Children play in the sprinklers at Morris K. Udall Park on Sept. 2. A number of Tucson heat records were smashed last year.

Think Phoenix. Think Yuma. Think Las Vegas. Think Abu Dhabi, even Riyadh.

From a drought standpoint, 2020 in Tucson resembled those rain-starved desert cities far more than itself during our driest year on record.

Pounded by the twin forces of a nonexistent summer monsoon and a La Niña fall-winter event, Tucson got only 4.17 inches of rain last year. That’s more than 6 inches below the average annual total of 10.59 inches.

The previous record low rainfall came 96 years ago — 5.07 inches in 1924, the National Weather Service said. The service’s records for Tucson date to 1895.

Every month last year got less rainfall than normal. It was the first time that happened since the weather service started keeping such records for Tucson in the early 1950s, said the service’s annual Tucson climate report.

The summer monsoon rainfall of 1.62 inches made for the second-driest monsoon season on record. That was one one-hundredth of an inch more rain than in the driest monsoon on record, in 1924.

Ratcheting up the discomfort level, the drought was coupled with Tucson’s second-hottest year on record. The city’s average annual temperature of 72.6 degrees trailed only 2017’s annual average of 73.3 degrees, the weather service said.

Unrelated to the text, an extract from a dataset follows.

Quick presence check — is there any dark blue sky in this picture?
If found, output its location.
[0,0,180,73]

Not only did Tucson have its largest number of 100-plus degree days on record last year — 108 — it also had the most 105-degree plus days on record — 57.

Tucson’s 35 days in which low temperatures hit at least 80 degrees and 75 days where they hit 75 degrees or more far exceeded previous records.

But extreme heat in Tucson is hardly shocking now. Eight of the city’s hottest years on record have occurred starting in 2009.

Rainfall in 2020 here, however, followed two years of above-normal annual Tucson totals. It was also:

  • Almost an inch less than the 5 inches that fell in Phoenix last year, and almost 3 inches less than the Valley of the Sun gets in a normal year.
  • Only 0.05 inch more than what normally falls annually in Las Vegas. Its 2020 rainfall was much lower than ours at 2.35 inches.
  • Only 0.02 inch more than what normally falls in Yuma, and barely a half-inch more than Yuma’s 2020 total rainfall.
  • Only an inch more than what normally falls annually in Abu Dhabi, United Arab Emirates, and 0.17 of an inch more than what falls in Riyadh, Saudi Arabia.

“The first part of the year we got some rain. Although it was still below normal, we still had storms,” said John Glueck, a senior weather service meteorologist in Tucson, in explaining last year’s record drought here. “When we got into summer, high pressure for the most part sat over the state. It was not a favorable flow for the monsoon.

“Now, with La Niña conditions, there are normally dry conditions associated with that,” Glueck said, referring to a winter weather phenomena triggered by major variations in sea-surface temperatures across much of the equatorial Pacific Ocean.

He noted that Phoenix got only 15 days of rain, compared to Tucson’s 30. But Phoenix had two days with more than an inch each of rainfall, whereas Tucson’s biggest storm produced only 0.78 of an inch and half of its 30 days of rain produced 0.1 of an inch or less.

Glueck couldn’t account for those differences, or for why Tucson’s 2020 weather was much drier compared to normal than Phoenix’s weather last year. “You can’t explain it. It’s just one of those things,” he said.

Personally, Glueck, who regularly compiles Tucson’s annual weather statistics and has worked for the weather service here 24 years, said he’s gotten used to the extreme heat.

But he granted that the way the “nonsoon” worked out this year was depressing.

“A lot of people really, after our winter storms, then the initial heat waves in May and June, they look forward to the lightning events and rain after that. But the cooling we look forward to, (that accompanies the monsoon), that just wasn’t there last year.”

As for 2021, the weather service predicts the dry weather accompanying La Niña should last into early summer, while higher-than-normal temperatures are expected indefinitely.

While the weather service predicts an equal chance of above- or below-normal precipitation starting in six months, Glueck said he thinks this year’s monsoon season won’t be as bad as last year’s.

Records show a “mixed bag” of wet and dry monsoon seasons following La Niña, but there have been more wet post-La Niña monsoons overall, he said.

“Considering what last year was, you can’t get any worse,” Glueck said.

As for the long term, Tucson last year had its 22nd straight year of above-normal temperatures. Climate scientists here and elsewhere expect it will continue getting hotter over the coming decades.

“It is just a matter of how hot it will be. We just all can hope and cross our fingers that we have an active monsoon,” Glueck said.

Glueck declined to say, however, whether he thinks Tucson’s in a long-term drought, a point of contention among many climate scientists.

“I’d just rather not answer that question,” he said.